# Mean
### Theory of Mean

The mean, often referred to as the average, is a measure of central tendency in statistics. It represents the sum of all values in a dataset divided by the number of values. The mean provides a single value that summarizes the entire dataset and is widely used in data analysis.

### Formula
For a dataset with values $x_1, x_2, \ldots, x_n$, the mean $\bar{x}$ is calculated as:

$$
\bar{x} = \frac{1}{n} \sum_{i=1}^{n} x_i
$$

### Properties
- The mean is sensitive to extreme values (outliers).
- It is best used for data that is symmetrically distributed without outliers.
- The mean is used in many statistical analyses and is the basis for other measures such as variance and standard deviation.

### Example
If the dataset is [2, 4, 6, 8, 10], the mean is:

$$
\bar{x} = \frac{2 + 4 + 6 + 8 + 10}{5} = 6
$$

# Mean using manual calculation

In [1]:
Data=[12, 15, 18, 20, 22, 25, 28, 30, 42, 51]
Mean=sum(Data)/len(Data)
print(f"Mean:{Mean}")

Mean:26.3


# Mean using numpy library

In [2]:
import numpy as np
Data=[12, 15, 18, 20, 22, 25, 28, 30, 42, 51]
Mean=np.mean(Data)
print(f"Mean:{Mean}")

Mean:26.3


# Mean using statistics library

In [3]:
import statistics as stats
Data=[12, 15, 18, 20, 22, 25, 28, 30, 42, 51]
Mean=stats.mean(Data)
print(f"Mean:{Mean}")

Mean:26.3


# Applying Mean on real world data

In [5]:
import seaborn as sns

iris=sns.load_dataset('iris')
iris.head()

Unnamed: 0,sepal_length,sepal_width,petal_length,petal_width,species
0,5.1,3.5,1.4,0.2,setosa
1,4.9,3.0,1.4,0.2,setosa
2,4.7,3.2,1.3,0.2,setosa
3,4.6,3.1,1.5,0.2,setosa
4,5.0,3.6,1.4,0.2,setosa


In [7]:
import seaborn as sns
import numpy as np

iris=sns.load_dataset('iris')
Mean=np.mean(iris["sepal_length"])
print(f"Mean of Sepal Length is {round(Mean,3)}")

Mean of Sepal Length is 5.843


# Exercises: Mean (6 questions)

1. Compute the mean of the list `Data = [12, 15, 18, 20, 22, 25, 28, 30, 42, 51]` manually (use sum and length) and show the calculation.

2. Compute the mean of `Data` using numpy and using the statistics module.

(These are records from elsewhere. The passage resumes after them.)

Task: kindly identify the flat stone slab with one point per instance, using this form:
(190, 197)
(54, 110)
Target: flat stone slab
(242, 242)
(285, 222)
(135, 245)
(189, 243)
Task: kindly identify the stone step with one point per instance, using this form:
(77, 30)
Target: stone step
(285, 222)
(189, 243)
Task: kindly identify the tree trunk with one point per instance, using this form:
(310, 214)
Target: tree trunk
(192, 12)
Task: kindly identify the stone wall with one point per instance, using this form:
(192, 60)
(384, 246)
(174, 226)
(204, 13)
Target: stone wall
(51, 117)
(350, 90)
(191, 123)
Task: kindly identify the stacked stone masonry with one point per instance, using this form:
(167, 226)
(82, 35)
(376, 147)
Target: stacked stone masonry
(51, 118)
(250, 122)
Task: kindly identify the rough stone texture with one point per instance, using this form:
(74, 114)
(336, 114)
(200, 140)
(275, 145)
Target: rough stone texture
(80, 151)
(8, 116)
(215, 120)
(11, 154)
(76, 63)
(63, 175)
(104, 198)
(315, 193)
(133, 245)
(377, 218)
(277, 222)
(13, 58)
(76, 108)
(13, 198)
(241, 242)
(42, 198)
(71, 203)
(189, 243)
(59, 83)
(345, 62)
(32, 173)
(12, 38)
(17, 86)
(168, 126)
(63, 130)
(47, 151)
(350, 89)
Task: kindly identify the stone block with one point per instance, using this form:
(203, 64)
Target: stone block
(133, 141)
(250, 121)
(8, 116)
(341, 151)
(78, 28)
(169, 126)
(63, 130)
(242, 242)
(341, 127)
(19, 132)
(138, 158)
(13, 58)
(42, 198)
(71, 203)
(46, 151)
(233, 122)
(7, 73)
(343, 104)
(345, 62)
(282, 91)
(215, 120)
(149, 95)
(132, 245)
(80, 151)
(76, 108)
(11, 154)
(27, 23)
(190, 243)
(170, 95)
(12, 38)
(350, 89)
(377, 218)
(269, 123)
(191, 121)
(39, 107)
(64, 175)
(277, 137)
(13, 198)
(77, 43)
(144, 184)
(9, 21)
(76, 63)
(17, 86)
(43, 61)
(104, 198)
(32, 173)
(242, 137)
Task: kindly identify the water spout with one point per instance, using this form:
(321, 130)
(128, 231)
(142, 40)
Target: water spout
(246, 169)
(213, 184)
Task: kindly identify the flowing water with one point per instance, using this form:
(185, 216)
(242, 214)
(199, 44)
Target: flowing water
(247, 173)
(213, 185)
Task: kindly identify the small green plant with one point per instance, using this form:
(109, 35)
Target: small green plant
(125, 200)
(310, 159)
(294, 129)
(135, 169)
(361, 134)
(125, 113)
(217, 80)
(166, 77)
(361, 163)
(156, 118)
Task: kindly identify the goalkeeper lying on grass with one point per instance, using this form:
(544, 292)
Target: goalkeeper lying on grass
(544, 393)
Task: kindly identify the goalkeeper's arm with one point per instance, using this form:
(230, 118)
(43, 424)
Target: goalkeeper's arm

Verify both results match the manual calculation.

3. Using the `iris` DataFrame, compute the mean of the `sepal_length` column. Round the result to three decimal places.

4. Compute the mean `sepal_length` for each species in the `iris` dataset (setosa, versicolor, virginica). Which species has the largest mean sepal length?

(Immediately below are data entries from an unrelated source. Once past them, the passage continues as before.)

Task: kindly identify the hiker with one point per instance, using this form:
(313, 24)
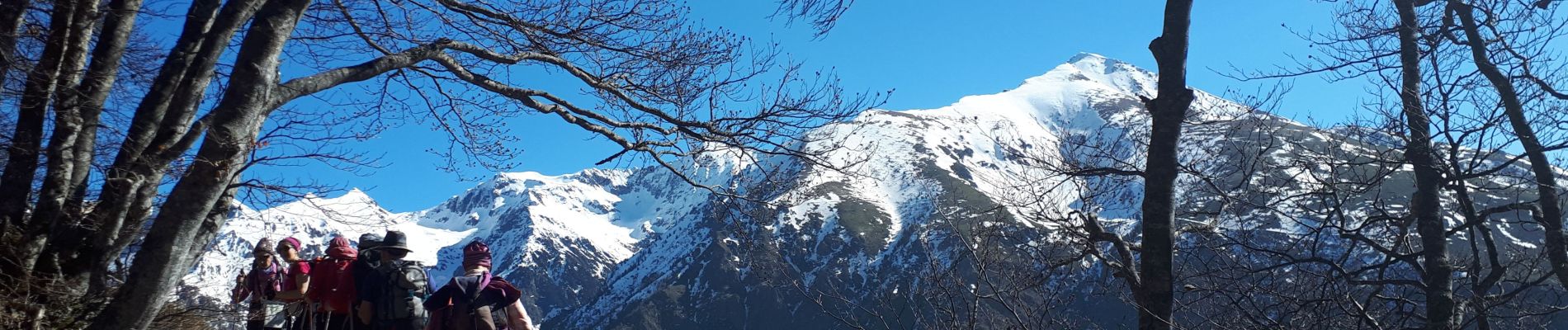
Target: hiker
(261, 286)
(399, 298)
(295, 284)
(366, 277)
(333, 286)
(477, 300)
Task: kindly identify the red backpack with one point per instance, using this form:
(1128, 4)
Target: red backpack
(333, 282)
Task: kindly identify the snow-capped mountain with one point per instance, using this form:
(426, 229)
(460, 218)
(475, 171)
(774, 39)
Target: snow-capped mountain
(902, 210)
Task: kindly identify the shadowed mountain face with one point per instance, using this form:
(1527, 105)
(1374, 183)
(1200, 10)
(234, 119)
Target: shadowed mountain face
(924, 211)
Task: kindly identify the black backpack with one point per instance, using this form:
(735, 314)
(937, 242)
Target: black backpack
(405, 290)
(470, 309)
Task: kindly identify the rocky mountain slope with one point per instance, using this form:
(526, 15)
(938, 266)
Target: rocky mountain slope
(907, 207)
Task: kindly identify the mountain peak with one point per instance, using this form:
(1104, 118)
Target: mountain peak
(1101, 69)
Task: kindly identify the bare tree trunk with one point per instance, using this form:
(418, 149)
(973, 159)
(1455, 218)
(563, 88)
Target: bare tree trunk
(1424, 204)
(165, 252)
(10, 22)
(130, 183)
(71, 148)
(17, 180)
(1167, 111)
(1540, 165)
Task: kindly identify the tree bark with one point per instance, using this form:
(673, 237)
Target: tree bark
(16, 183)
(1424, 204)
(1167, 111)
(165, 252)
(1540, 165)
(130, 183)
(10, 22)
(71, 149)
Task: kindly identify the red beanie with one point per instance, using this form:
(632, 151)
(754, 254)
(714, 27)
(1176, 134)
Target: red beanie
(475, 254)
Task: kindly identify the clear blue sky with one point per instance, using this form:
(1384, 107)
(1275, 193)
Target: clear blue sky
(930, 52)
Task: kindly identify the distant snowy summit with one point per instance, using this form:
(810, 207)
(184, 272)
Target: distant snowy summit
(642, 249)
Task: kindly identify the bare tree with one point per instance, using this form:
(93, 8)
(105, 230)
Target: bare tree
(1167, 111)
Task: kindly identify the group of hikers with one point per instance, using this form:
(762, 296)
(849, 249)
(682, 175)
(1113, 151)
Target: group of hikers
(372, 286)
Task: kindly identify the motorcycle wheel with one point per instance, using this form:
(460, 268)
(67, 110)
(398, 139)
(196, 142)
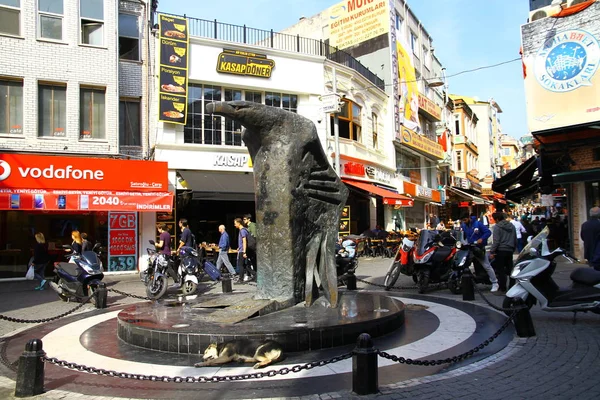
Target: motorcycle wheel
(423, 281)
(188, 288)
(392, 276)
(454, 285)
(155, 290)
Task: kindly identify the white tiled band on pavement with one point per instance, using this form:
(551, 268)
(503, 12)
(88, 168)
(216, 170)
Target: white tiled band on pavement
(64, 343)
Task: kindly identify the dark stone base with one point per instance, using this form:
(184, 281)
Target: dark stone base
(188, 328)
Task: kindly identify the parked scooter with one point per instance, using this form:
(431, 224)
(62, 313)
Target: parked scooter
(533, 274)
(465, 258)
(79, 277)
(432, 258)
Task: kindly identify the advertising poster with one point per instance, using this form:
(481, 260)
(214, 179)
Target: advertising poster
(122, 246)
(561, 57)
(173, 69)
(352, 22)
(407, 89)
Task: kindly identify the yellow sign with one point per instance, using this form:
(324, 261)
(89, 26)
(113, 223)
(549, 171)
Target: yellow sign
(173, 69)
(244, 63)
(415, 141)
(430, 107)
(352, 22)
(407, 89)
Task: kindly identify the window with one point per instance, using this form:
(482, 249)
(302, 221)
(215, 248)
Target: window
(349, 121)
(203, 128)
(374, 129)
(92, 113)
(92, 22)
(129, 37)
(52, 110)
(11, 107)
(50, 19)
(129, 123)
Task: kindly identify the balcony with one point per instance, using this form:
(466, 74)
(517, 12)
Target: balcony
(279, 41)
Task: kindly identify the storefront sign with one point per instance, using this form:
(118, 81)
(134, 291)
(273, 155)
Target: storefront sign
(352, 22)
(122, 246)
(83, 200)
(421, 143)
(173, 69)
(430, 107)
(238, 62)
(26, 171)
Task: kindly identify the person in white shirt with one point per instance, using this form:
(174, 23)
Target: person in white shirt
(520, 231)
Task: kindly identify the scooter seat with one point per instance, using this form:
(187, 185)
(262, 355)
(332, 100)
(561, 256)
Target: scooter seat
(586, 276)
(69, 268)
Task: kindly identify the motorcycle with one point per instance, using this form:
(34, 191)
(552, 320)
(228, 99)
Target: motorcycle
(402, 263)
(533, 274)
(79, 277)
(463, 260)
(432, 258)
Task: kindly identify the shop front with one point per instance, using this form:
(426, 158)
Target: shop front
(56, 195)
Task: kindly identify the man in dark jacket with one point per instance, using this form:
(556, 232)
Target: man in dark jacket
(504, 243)
(476, 232)
(590, 234)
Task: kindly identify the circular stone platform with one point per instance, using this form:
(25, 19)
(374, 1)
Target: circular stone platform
(189, 327)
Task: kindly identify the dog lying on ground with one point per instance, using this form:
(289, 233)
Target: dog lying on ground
(242, 350)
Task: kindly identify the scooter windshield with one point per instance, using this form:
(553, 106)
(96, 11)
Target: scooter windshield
(539, 243)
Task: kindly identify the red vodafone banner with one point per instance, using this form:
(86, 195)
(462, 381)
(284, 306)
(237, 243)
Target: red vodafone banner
(84, 200)
(28, 171)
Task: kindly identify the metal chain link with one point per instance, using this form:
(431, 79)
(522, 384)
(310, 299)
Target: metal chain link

5. Investigate outlier impact: remove the largest value in `Data` (51) and recompute the mean. How much did the mean change? Explain why the mean is sensitive to outliers.

6. For a dataset with clear outliers, which measure of central tendency would you prefer (mean, median, or mode)? Provide a short justification and give an example using `Data` or `iris`.